Matthew Sweet - Tomorrow Forever - Albums - Reviews - Soundblab

Matthew Sweet - Tomorrow Forever

by D R Pautsch Rating:8 Release Date:2017-06-23

Matthew Sweet has faced the need for reinvention before.  Two albums into his career with good reviews but disappointing sales he was dropped by his record label and recovering from divorce.  He then decided to change direction, bring in a band of stellar performers like Lloyd Cole, Robert Quine and Richard Lloy and channel the negativity. The result was Girlfriend, the ultimate power pop break-up album.  This started a run of five albums where Sweet could do little wrong.  The dark and malevolent Altered Beast gave way to the brash and tuneful 100% FunBlue Sky on Mars followed, complete with synths and that lead to the millennium weary In Reverse.  However, the new millennium saw Sweet stumble and subsequent offerings have failed to live up to those efforts.  Seemingly adrift of a record label Sweet turned to Kickstarter in 2014 and raised enough in one month to launch his new, at the time untitled, album in Spring 2015, with the promise ‘I hereby pledge to do everything mentioned above, as scheduled, come hell or high water. Trust in me, I won't let you down!’  Two years late, following the unexpected death of his mother and return to his Nebraska hometown Tomorrow Forever finally arrives with seventeen songs (twelve more if you signed up to the extra’s disk) that almost sounds like a Matthew Sweet greatest hits collection with new songs.  It's familiar, new and a return to form that from the opening Trick to the closing End is Near plays to Sweet’s strengths whilst sounding fresh.

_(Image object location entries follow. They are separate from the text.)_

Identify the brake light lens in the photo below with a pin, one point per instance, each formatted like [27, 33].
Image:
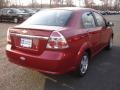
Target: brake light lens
[57, 41]
[8, 36]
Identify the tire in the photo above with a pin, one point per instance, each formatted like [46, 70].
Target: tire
[15, 20]
[110, 44]
[83, 65]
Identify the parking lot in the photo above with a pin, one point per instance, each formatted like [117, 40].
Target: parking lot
[103, 74]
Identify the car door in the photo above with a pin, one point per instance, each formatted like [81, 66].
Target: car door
[93, 32]
[103, 29]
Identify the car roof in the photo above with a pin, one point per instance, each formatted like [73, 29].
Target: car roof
[74, 8]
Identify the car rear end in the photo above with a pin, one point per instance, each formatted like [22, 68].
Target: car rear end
[40, 47]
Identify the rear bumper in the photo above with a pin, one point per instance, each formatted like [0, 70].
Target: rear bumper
[52, 62]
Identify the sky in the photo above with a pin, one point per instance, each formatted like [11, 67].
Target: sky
[76, 2]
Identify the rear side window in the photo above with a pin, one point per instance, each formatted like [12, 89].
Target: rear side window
[88, 20]
[49, 18]
[99, 19]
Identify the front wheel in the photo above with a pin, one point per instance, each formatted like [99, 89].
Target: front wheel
[83, 66]
[110, 44]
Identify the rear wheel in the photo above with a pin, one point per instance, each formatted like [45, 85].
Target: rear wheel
[15, 20]
[83, 66]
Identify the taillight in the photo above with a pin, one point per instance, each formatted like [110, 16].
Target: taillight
[8, 36]
[57, 41]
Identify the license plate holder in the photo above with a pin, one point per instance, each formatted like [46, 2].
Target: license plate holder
[27, 43]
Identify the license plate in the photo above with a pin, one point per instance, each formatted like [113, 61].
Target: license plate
[26, 43]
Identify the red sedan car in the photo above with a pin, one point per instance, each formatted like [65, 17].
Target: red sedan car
[59, 40]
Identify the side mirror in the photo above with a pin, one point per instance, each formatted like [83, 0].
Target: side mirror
[110, 24]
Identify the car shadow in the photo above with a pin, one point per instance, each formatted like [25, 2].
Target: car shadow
[103, 74]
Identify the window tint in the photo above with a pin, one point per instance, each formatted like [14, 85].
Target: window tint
[99, 19]
[49, 18]
[88, 20]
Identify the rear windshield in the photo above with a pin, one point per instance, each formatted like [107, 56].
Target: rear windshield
[49, 18]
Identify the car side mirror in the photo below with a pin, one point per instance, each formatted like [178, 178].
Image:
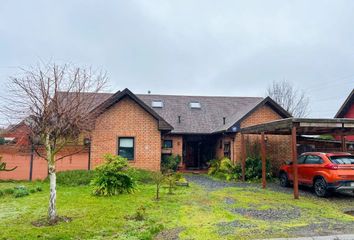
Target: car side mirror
[288, 162]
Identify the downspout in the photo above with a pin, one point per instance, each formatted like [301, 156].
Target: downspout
[88, 144]
[31, 161]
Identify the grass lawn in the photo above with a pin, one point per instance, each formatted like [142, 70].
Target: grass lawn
[191, 213]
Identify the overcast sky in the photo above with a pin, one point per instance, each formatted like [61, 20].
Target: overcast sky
[201, 47]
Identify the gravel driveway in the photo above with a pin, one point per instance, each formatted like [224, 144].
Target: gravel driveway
[211, 184]
[322, 227]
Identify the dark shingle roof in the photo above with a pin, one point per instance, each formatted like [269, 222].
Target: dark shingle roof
[346, 105]
[207, 119]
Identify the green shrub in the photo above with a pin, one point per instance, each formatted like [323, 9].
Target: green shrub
[9, 191]
[38, 189]
[75, 177]
[20, 191]
[226, 169]
[140, 175]
[111, 178]
[170, 163]
[223, 168]
[254, 169]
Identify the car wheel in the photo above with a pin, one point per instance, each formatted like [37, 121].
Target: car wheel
[283, 179]
[320, 187]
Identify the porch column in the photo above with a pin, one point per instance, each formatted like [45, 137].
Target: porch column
[263, 154]
[294, 160]
[243, 157]
[343, 143]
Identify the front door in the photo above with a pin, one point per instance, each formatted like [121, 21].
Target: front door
[191, 158]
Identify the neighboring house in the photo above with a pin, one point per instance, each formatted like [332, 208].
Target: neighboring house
[347, 111]
[146, 127]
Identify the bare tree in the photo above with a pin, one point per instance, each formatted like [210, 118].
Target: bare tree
[3, 167]
[290, 98]
[56, 102]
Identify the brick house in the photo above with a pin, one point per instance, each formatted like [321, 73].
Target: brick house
[146, 127]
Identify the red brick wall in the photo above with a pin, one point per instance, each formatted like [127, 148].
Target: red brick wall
[177, 144]
[127, 119]
[15, 156]
[20, 133]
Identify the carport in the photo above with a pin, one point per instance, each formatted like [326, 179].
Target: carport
[293, 127]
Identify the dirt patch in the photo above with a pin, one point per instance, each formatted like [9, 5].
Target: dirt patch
[228, 228]
[269, 214]
[323, 228]
[43, 222]
[351, 212]
[169, 234]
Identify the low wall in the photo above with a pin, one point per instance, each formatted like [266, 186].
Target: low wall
[21, 158]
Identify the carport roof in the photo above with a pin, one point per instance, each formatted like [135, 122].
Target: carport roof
[306, 126]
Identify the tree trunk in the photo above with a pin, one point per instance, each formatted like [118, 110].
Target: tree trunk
[52, 211]
[157, 191]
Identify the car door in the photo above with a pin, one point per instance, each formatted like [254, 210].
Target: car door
[310, 166]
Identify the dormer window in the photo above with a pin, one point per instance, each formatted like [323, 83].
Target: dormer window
[195, 105]
[157, 104]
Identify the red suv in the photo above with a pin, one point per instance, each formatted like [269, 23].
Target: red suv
[325, 172]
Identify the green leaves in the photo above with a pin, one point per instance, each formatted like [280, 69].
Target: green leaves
[112, 177]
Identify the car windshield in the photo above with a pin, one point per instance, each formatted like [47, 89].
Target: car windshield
[342, 159]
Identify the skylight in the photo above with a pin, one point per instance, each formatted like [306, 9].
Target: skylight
[195, 105]
[157, 104]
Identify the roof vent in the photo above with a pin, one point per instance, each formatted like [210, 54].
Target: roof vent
[157, 104]
[195, 105]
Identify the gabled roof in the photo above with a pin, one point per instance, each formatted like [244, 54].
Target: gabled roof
[177, 115]
[209, 118]
[163, 125]
[346, 105]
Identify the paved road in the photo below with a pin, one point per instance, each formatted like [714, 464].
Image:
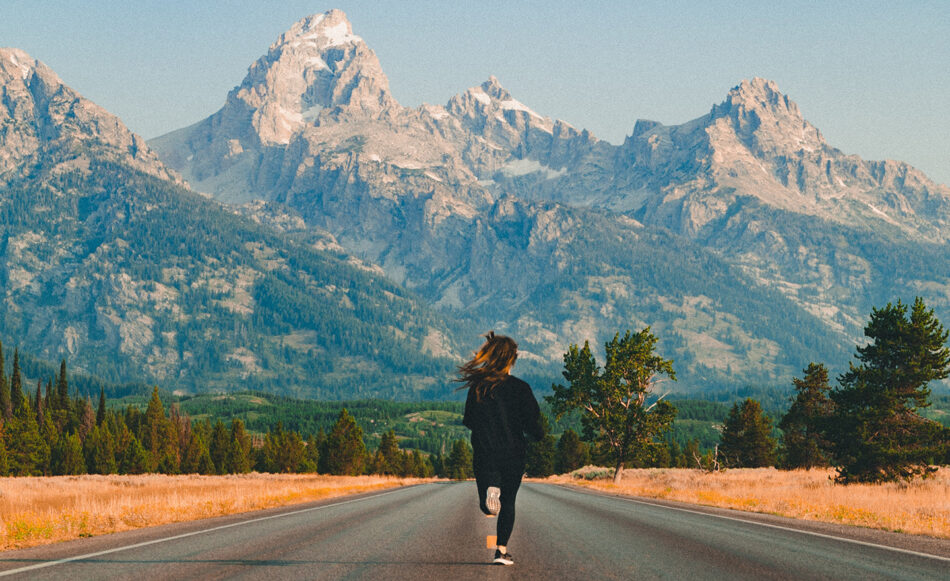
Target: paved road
[435, 531]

Sweet has tried to evolve his musical style on each album, here he sounds like he is happy to just play what he enjoys.  So when we hear him enter the chorus of Trick it’s like putting on an old pair of very comfortable shoes, but in a good way as the melodies and sentiment just ooze with the signature harmonies and guitar that Sweet has become known for.  It’s not the massive lead single he tends to have on each album, Girlfriend or Sick of Myself for instance.  However, it grows into something very memorable and welcome indeed. The feeling of familiarity is something that continues throughout the album.  The opening notes of Country Girl sound eerily like the middle section of Thunderstorm, the mash up of three songs that signalled the end of In Reverse.  This then turns into an almost country number which switches up pace.  Music for Love is straight out of the Blue Sky on Mars mould with an easy lead guitar and repeating riff that just keeps bringing you back in.  Finally could be an off-cut of 100% fun with its throwaway nature and chunking guitar.

Where this album really comes into its own is where the music moves on slightly.  Circle with its stop and start guitars and sixties style vocals this is a groovy number that Ming Tea, Sweet’s side project that appears in the Austin Powers films, would be proud of.  Off The Farm is a Neil Young styled number filled with profanity, fun, keening guitars and sounds like he is going back to his Girlfriend days.  Come Correct might just be the most laid back, easy sounding number on the whole album but it might just be the best thing here with a chorus that hangs around long after it finishes.  Lyrically it covers the same ground as Write Your Own Song, from In Reverse but this is a much more positive mode and that positivity pervades the whole album.

For an album that doesn’t cover new ground and doesn’t have a stand out single this is a real step forward.  It's got all the old ingredients that once made Sweet so popular and yet it's as fresh as a daisy and perfect for gorgeous summers days.  Power pop is alive and well and man it's Sweet.